つーか、改めて俺のプライドって皆無なんだな。いつか「犬」と呼ばれてもおかしくねぇ現実がなんとも腹立たしい。
「すまん、その事は誰にも話す気にはならないんだ」
「ちぇー。つまんないの。まぁ、別に世の中聞いちゃいけない話なんて沢山あるもんね。でも、もしあたし以外の人に喋ったりしたら……分かるよね?」
瞳に凶悪な光を灯しながら千歳が学校指定の鞄から取り出したのはピコピコハンマーだった。おっと奥様、舐めちゃあいけませんよ。このハンマー、実はただ者じゃないんですなぁ。な、なななんと!! 叩いた瞬間にハンマーヘッドが爆発するんですよ! どう言う原理か知りませんが、ハンマー自身と彼女の手には一切ダメージを喰らわない安心設計なんですね。でも威力は抜群! この前なんてちょっと叩いただけで学校一大きい桜の木を根こそぎ粉砕した程ですから自信を持って提供出来ますよ。今ならなんと! お値段……
「御免なさいすいません許して下さい」
「うむ。分かれば良い」
そう言って鞄の中へとブツを収めて、今までゆっくりと歩いていた足を止めた。
「んぉ? どした? ちと……」
振り向いた時には千歳は俺の背後にピッタリと、あと一ミリでも動けば服と服がこすれてようやく分かる位置に立ち、耳元に微かな声で囁いた。
「好奇心は猫をも殺す。だから気をつけてね」
その声の冷たさと雰囲気の異様さに、俺の全身の毛が逆立った気がした。
(どういう事だよ? 今日は何かおかしいよな……。まずは七年振りにアイツに出会ってしまったし、それに今背後に居るのは本当に千歳か? いっつもベタベタくっ付いて来やがるが、こんな表情見た事ねぇよ)
「わぁー! そういやもう電車が来る時間じゃん!! じゃ、ユキちゃん、今夜は気をつけてね!」
そう叫んで走り去った時には既に普段通りの千歳に戻っていた。
(はぁ? 何で夜に気をつけるんだ? 夜の事故と言えば、泥棒か? それとも幼なじみの美少女が窓伝いに入って来て宿題見せて、なんて言う嬉しいイベントか!? でも俺に幼なじみの美少女なんていないし学力なんて皆無だから教えてなんて言われないしそれよりウチはマンションの八階だぞ!? もし窓から来たら確実にホラーだよな!?)
ありもしない事を考えて本気で悩む高校生(男)はこうして家へと辿り着いた。着くまでに何回か近所の人の冷たい視線を浴びたのは言うまでもない。
※ ※ ※
気だるく鍵をノブに差し込んでドアを開けると、いつもはお袋が作る夕飯の良い匂いが狭い家の中に広がっている筈だったが、今日は匂いは無く、暗い静寂に包まれていた。
(あー、昨日から兄貴が緊急入院してお袋はそれに付き添いに行ったっきりだし、オヤジは出張だったっけな)
そんな事はよくある事だ。おもむろに俺は戸棚へと向かい、ストックしているカップラーメンの封を開けて、ソファーに寝そべりながらテレビを見て三分を潰す事にした。
(今の時間帯だと面白いのねーなー。
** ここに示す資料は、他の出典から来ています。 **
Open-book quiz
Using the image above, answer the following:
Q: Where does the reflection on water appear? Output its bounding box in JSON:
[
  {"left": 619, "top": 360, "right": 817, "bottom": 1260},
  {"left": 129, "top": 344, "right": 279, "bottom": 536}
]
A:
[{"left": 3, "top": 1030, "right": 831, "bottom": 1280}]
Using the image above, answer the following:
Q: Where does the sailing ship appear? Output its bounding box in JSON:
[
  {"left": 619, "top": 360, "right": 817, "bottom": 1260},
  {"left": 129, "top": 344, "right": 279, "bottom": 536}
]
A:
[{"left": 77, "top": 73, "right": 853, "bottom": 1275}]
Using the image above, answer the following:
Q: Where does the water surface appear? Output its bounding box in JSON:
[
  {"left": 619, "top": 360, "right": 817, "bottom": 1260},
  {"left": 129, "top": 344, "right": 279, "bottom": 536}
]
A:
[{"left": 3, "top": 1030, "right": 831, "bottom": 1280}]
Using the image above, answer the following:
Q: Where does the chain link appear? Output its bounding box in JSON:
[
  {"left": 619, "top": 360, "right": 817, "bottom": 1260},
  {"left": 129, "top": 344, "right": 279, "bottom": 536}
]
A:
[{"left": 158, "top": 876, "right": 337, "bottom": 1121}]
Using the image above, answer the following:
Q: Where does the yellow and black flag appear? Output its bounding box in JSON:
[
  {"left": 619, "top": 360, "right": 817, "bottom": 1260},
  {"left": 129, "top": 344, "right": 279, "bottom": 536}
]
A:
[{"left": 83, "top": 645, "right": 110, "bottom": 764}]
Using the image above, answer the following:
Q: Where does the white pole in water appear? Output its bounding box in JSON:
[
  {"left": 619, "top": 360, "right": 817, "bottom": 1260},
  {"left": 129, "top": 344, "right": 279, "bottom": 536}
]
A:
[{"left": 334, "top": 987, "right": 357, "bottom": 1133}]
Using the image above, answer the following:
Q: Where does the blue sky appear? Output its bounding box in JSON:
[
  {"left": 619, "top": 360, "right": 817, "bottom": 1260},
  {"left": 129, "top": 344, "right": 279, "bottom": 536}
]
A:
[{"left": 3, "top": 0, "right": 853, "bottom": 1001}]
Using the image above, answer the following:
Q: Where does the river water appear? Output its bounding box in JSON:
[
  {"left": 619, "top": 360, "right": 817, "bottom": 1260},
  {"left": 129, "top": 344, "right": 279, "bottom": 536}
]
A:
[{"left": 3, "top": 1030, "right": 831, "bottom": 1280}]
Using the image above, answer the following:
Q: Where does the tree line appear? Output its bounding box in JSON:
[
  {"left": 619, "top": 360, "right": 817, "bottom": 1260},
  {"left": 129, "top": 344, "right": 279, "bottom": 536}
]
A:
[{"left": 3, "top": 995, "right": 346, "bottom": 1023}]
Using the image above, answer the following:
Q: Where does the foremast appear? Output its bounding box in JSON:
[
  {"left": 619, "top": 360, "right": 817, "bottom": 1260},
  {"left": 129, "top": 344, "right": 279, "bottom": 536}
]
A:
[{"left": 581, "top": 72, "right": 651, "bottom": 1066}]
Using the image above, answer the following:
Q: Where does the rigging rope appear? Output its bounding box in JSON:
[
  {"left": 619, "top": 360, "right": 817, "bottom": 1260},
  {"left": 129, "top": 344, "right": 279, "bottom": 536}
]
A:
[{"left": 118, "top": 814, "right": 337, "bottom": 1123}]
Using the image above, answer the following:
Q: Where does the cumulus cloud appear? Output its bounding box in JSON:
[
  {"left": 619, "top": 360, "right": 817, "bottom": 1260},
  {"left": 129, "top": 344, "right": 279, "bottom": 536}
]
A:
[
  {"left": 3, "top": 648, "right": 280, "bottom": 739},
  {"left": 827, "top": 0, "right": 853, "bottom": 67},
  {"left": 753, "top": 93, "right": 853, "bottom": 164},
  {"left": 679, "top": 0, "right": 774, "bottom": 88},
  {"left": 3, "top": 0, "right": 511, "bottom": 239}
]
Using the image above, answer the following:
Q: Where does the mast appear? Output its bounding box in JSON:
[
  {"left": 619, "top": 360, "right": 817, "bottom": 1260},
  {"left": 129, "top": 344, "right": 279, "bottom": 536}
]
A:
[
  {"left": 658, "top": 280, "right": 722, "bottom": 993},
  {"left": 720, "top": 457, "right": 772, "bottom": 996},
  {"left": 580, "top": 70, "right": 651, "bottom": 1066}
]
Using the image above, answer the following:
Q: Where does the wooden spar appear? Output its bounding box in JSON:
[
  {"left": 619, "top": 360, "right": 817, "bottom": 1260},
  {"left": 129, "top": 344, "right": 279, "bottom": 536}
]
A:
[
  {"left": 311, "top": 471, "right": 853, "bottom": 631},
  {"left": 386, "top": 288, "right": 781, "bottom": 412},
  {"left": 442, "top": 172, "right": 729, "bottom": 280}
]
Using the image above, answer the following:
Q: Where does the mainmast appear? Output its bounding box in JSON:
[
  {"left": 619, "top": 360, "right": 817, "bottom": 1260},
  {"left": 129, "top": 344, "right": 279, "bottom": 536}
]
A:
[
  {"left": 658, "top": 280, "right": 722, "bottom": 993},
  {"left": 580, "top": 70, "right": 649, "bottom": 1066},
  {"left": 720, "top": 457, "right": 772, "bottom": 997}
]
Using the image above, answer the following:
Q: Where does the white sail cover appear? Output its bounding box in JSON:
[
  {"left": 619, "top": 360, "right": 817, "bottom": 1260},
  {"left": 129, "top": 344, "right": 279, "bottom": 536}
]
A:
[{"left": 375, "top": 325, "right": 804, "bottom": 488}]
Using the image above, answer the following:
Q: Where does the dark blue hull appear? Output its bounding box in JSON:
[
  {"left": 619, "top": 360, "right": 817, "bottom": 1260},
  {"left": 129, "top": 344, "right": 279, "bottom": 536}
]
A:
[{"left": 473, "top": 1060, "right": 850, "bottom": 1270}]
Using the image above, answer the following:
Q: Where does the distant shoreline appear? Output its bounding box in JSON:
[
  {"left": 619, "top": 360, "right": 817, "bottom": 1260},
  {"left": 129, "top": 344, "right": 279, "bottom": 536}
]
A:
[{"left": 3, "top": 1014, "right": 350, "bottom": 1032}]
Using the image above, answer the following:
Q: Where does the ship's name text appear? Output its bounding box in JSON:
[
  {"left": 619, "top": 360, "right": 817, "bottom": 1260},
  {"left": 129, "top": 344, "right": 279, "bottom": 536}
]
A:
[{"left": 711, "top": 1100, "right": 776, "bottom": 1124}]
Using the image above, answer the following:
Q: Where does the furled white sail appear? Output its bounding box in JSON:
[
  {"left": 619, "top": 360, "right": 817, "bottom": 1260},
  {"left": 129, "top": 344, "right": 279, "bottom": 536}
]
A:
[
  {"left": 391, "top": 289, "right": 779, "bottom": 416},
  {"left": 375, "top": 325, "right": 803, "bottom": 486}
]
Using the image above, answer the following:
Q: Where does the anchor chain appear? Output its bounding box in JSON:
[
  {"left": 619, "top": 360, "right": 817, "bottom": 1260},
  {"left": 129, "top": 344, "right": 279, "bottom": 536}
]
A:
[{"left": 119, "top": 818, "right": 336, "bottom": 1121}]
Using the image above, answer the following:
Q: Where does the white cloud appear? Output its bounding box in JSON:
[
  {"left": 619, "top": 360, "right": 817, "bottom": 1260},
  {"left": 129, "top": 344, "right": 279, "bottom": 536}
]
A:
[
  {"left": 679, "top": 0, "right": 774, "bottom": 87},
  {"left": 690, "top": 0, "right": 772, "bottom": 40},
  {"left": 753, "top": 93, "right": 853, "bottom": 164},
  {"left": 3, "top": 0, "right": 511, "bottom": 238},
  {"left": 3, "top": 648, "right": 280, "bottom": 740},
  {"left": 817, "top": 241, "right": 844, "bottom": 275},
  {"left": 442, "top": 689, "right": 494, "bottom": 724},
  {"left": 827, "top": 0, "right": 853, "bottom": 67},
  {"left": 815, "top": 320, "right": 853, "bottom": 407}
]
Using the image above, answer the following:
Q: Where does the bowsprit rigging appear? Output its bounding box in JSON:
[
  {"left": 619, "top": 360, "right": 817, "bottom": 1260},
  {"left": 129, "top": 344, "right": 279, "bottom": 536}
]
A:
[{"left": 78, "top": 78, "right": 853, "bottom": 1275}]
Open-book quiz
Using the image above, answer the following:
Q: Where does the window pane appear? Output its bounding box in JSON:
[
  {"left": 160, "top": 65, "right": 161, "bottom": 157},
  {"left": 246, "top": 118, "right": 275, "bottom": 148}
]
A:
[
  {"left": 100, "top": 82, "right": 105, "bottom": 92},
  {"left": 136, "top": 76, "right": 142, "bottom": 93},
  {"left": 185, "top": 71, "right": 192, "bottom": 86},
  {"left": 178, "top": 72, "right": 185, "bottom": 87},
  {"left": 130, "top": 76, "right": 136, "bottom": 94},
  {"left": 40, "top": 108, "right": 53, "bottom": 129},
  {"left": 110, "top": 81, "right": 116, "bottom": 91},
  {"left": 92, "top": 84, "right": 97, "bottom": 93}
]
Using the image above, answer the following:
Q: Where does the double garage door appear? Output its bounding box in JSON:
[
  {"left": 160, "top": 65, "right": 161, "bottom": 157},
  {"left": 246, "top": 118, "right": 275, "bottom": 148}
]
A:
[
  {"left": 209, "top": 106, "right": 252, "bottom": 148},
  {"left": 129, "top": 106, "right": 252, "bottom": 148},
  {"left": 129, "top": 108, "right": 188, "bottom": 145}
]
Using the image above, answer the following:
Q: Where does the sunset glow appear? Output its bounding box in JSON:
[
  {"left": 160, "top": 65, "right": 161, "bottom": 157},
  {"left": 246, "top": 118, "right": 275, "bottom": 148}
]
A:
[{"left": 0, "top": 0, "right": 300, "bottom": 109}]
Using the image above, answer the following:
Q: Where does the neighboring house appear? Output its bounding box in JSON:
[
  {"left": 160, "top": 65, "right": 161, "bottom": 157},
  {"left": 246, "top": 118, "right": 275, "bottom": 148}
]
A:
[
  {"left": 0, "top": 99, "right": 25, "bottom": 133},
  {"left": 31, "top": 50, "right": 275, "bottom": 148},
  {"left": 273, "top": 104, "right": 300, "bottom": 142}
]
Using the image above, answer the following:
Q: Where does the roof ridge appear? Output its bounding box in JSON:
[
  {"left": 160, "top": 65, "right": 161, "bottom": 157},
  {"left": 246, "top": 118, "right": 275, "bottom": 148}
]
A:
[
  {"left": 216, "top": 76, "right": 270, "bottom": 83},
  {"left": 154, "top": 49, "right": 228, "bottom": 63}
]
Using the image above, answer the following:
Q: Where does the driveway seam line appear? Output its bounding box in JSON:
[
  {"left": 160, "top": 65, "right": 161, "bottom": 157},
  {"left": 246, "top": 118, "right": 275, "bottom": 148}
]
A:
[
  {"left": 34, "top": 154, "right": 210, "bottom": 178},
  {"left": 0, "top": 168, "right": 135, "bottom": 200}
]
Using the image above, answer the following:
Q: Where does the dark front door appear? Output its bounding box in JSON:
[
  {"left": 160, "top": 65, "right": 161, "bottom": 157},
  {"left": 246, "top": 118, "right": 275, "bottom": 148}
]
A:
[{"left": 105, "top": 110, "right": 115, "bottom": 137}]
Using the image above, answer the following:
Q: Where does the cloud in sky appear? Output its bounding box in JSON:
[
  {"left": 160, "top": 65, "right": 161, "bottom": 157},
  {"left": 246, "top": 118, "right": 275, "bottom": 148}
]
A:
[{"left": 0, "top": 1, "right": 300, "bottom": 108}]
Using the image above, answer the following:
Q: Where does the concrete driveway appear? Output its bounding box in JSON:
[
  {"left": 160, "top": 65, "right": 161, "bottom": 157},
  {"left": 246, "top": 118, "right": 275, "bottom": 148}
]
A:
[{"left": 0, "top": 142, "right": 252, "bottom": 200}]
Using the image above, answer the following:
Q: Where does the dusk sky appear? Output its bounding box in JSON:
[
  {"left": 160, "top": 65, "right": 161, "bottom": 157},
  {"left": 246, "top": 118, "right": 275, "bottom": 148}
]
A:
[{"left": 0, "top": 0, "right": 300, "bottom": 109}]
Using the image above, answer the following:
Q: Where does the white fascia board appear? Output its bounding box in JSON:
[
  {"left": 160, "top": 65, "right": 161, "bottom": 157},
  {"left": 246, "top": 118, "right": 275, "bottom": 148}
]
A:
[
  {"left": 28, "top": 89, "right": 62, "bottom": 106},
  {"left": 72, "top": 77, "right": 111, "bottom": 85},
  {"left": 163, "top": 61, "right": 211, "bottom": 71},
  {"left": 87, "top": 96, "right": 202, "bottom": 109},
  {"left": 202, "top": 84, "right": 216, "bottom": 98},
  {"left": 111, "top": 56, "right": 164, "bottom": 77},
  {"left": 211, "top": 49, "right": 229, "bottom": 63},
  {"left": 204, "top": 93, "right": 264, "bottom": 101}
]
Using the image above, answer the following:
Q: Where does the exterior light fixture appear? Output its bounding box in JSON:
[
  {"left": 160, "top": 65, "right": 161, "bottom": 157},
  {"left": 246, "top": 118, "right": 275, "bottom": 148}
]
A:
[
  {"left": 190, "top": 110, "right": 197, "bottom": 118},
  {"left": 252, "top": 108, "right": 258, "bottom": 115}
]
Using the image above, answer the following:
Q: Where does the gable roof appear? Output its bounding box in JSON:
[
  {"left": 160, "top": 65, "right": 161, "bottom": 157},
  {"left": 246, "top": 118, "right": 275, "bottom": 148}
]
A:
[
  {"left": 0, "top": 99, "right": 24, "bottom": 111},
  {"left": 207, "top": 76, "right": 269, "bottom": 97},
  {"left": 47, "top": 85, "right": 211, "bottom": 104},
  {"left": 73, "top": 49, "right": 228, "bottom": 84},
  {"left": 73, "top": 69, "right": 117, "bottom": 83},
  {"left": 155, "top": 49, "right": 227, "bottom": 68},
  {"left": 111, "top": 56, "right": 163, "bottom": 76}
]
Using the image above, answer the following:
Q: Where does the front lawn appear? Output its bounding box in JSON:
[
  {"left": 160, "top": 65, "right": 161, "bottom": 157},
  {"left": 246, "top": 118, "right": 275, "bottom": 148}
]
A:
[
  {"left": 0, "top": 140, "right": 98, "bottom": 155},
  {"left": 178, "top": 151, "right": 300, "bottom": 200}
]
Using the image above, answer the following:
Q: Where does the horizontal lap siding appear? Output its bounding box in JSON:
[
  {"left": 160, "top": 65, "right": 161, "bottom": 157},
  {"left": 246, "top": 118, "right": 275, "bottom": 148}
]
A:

ダチからDVDでも借りりゃ良かったなぁ……)
いつの間にか眠気に襲われていた事に気付いた時にはもう瞼が開かなくなってしまった。
※ ※ ※
俺は今、何故か薄暗くて何かの機会音だけが部屋に響いている場所に居る。あれ? 確か俺はカップラーメンが出来上がるまでテレビを見て待とうとしたら眠くなってうとうとしてたんじゃねーのか? じゃあ、夢なのか?
夢、と言う単語で一週間前のあの悪夢を思い出した。もうあんな怖い夢は御免だ。俺のガラスのハートにそんな刺激的な物を見せ付けないでくれ!!
強がってみたものの、やはり体はごまかせないようで、震える手を顔へ運び、頬をつねってみた。
(これは夢、夢だっ!!)
その願いは叶わず、俺の神経は脳へと確実に痛感を伝えていた。
「な……夢、じゃないのかよ。じゃあ、ここはどこなんだよ!?」
その叫びに答える者の声が聞こえた。その声には聞き覚えがあった。